Die Inkubationszeit beträgt nach bisherigen Erkenntnissen bis zu 14 Tage, im Mittel
5 – 6 Tage. Eine Erregerübertragung schon während der Inkubationszeit ist möglich,
und auch asymptomatische Verläufe sind wahrscheinlich, was die Beurteilung von Krankheitszahlen
und die Berechnung der Relationen von schweren Fällen und Todesfällen erschwert.
Die manifeste Erkrankung wird COVID-19 genannt. Die Symptomatik ist unspezifisch und ähnelt der vieler anderer respiratorischer
Erkrankungen. Die Erkrankung kann fieberfrei verlaufen. 80% der Erkrankungen verlaufen
mild bis moderat. Im Verlauf kann es bei etwa 20% der Patienten zu einer klinischen
Verschlechterung kommen, mit Entwicklung von Dyspnoe und/oder Hypoxämien, typischerweise
ca. 7 – 10 Tage nach Symptombeginn. In rund 5% der Fälle besteht die Indikation zur
intensivmedizinischen Therapie, in 4% zur Beatmungstherapie aufgrund eines hypoxämen
respiratorischen Versagens. Etwa ca. 0,5 – 1% der Patienten versterben [1].
Cave
Bei einem septischen Schock und Multiorganversagen sollte an eine bakterielle (Super-)Infektion
gedacht werden.
Risikofaktoren
Das Risiko einer schweren Erkrankung steigt ab 50 – 60 Jahren stetig mit dem Alter
an. Menschen über 80 Jahre haben eine Sterblichkeit von > 15%. Zusätzlich scheinen
verschiedene Grunderkrankungen wie z. B. Herz-Kreislauf-Erkrankungen, Diabetes mellitus,
maligne Erkrankungen, Erkrankungen des Atmungssystems, Immunsuppression sowie Adipositas
mit einem BMI > 30 kg/m2 unabhängig vom Alter das Risiko für einen schweren Krankheitsverlauf zu erhöhen.

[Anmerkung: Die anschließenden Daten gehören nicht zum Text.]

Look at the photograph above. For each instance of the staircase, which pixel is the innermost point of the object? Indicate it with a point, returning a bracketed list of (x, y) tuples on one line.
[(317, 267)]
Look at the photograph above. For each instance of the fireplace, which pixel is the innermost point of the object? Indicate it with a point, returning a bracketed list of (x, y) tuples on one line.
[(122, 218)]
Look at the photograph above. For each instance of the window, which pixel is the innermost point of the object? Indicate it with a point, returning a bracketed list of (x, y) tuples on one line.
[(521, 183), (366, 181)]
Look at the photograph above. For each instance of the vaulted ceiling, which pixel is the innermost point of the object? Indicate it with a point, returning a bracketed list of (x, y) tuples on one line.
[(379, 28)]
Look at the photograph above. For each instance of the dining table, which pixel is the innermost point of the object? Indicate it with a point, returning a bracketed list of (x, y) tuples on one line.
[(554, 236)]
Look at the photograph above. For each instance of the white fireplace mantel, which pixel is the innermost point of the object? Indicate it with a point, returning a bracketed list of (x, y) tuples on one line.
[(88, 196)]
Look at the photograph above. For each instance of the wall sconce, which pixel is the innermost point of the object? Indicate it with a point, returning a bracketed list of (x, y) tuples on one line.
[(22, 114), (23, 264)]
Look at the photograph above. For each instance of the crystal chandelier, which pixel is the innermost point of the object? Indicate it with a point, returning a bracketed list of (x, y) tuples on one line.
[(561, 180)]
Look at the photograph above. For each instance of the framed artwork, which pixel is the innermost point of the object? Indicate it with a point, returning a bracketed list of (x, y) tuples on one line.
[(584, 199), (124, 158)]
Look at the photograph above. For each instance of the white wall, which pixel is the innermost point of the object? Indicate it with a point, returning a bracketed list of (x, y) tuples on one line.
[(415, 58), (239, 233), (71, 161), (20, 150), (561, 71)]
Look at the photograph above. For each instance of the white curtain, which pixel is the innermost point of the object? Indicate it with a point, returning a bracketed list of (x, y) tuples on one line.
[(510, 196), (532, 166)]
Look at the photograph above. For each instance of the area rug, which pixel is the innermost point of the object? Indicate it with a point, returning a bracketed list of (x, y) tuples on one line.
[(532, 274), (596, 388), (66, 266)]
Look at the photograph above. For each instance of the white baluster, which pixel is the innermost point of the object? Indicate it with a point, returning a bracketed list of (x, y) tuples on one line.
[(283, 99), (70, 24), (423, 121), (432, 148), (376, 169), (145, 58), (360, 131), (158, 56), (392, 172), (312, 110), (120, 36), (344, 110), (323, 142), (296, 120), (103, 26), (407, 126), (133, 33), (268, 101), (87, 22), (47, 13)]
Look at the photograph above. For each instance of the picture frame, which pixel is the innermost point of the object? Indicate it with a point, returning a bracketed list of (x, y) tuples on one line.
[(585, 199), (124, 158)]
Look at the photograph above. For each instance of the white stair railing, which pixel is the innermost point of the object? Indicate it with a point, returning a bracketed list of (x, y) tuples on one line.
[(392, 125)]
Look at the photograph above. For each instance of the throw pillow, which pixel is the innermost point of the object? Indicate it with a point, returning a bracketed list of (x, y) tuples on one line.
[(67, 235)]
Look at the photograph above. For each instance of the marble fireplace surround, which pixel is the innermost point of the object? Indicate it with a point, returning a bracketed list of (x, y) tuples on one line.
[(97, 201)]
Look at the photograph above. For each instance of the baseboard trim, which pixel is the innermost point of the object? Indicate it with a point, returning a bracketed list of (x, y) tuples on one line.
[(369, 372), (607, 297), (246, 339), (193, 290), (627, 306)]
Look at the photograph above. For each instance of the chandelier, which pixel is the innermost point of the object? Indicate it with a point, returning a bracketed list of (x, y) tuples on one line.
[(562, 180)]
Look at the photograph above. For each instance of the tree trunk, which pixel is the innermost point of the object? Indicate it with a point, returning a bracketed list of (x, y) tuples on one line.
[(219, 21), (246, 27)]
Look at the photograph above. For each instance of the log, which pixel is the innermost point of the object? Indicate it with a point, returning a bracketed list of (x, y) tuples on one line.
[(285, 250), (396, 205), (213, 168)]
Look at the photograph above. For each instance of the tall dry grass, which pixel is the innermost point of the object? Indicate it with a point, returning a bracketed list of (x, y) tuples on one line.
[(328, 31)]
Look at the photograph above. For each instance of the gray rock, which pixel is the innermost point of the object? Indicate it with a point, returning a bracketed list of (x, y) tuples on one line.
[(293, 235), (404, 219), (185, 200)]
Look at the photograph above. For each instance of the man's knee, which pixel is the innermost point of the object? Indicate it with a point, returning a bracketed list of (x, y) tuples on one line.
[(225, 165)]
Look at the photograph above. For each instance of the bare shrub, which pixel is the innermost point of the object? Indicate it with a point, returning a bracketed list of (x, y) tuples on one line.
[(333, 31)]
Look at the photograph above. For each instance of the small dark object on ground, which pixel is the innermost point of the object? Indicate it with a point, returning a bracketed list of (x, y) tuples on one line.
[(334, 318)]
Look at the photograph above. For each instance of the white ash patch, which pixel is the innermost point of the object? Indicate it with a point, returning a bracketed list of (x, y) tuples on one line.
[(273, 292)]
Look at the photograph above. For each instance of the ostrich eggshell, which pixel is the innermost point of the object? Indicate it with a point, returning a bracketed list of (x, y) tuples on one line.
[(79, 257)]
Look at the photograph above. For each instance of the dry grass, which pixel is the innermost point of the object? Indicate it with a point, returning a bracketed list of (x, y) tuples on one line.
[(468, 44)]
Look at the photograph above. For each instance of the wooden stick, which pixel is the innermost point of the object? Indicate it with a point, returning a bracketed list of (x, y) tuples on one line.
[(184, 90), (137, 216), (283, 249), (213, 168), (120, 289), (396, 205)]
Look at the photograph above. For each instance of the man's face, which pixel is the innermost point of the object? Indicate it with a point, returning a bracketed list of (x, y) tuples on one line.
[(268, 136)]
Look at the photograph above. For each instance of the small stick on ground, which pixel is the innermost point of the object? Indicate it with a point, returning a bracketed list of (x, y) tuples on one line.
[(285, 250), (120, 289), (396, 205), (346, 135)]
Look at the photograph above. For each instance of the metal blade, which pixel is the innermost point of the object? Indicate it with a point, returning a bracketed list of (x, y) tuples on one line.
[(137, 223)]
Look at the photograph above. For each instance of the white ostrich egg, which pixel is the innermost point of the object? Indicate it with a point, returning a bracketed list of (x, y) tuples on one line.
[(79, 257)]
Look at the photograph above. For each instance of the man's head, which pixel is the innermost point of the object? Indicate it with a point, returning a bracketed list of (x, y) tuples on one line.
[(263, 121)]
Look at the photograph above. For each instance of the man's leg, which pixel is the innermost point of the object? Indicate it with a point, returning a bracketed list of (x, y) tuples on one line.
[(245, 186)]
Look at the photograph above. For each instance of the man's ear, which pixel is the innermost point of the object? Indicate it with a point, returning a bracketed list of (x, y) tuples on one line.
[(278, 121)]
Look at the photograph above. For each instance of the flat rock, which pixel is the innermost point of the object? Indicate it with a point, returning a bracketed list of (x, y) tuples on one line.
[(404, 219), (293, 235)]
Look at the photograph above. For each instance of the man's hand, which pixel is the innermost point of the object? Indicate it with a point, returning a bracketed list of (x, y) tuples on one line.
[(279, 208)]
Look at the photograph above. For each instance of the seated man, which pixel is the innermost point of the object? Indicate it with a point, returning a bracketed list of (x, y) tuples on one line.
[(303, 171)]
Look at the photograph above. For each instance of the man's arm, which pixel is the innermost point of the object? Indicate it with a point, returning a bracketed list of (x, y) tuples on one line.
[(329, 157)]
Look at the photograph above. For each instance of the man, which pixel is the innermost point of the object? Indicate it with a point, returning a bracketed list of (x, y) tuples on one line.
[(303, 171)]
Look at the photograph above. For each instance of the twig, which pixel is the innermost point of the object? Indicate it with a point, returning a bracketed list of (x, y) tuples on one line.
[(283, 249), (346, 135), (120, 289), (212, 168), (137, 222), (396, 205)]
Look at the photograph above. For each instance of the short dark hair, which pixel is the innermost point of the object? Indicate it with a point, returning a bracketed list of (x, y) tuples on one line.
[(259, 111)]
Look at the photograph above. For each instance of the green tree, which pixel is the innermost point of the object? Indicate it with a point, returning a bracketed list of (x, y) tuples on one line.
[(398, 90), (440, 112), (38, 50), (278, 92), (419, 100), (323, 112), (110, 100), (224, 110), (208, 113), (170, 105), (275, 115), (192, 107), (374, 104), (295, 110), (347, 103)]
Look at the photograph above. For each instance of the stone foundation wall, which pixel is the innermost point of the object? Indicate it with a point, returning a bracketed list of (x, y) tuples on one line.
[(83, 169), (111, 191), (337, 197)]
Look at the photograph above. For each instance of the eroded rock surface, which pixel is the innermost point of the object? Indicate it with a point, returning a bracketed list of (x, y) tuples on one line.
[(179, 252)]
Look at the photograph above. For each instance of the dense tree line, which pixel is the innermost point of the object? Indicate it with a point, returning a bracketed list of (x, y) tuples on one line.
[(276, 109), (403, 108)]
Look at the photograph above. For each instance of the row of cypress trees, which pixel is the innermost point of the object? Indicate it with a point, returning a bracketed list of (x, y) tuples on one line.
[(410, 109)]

Prädiktoren für einen schwereren Verlauf scheinen neben Alter (> 50 Jahre), männlichem
Geschlecht, Dyspnoe und Persistenz von Fieber auch eine ausgeprägte Lymphopenie und
eine Erhöhung von LDH und Troponin zu sein.
Schwangere scheinen nach bisherigen Erkenntnissen kein erhöhtes Risiko für einen schwereren
Verlauf gegenüber nicht schwangeren Frauen mit gleichem Gesundheitsstatus zu haben.
Detaillierte Empfehlungen zum Umgang mit Schwangeren mit COVID-19 im Kreißsaal finden
sich bei der Deutschen Gesellschaft für Gynäkologie und Geburtshilfe [2].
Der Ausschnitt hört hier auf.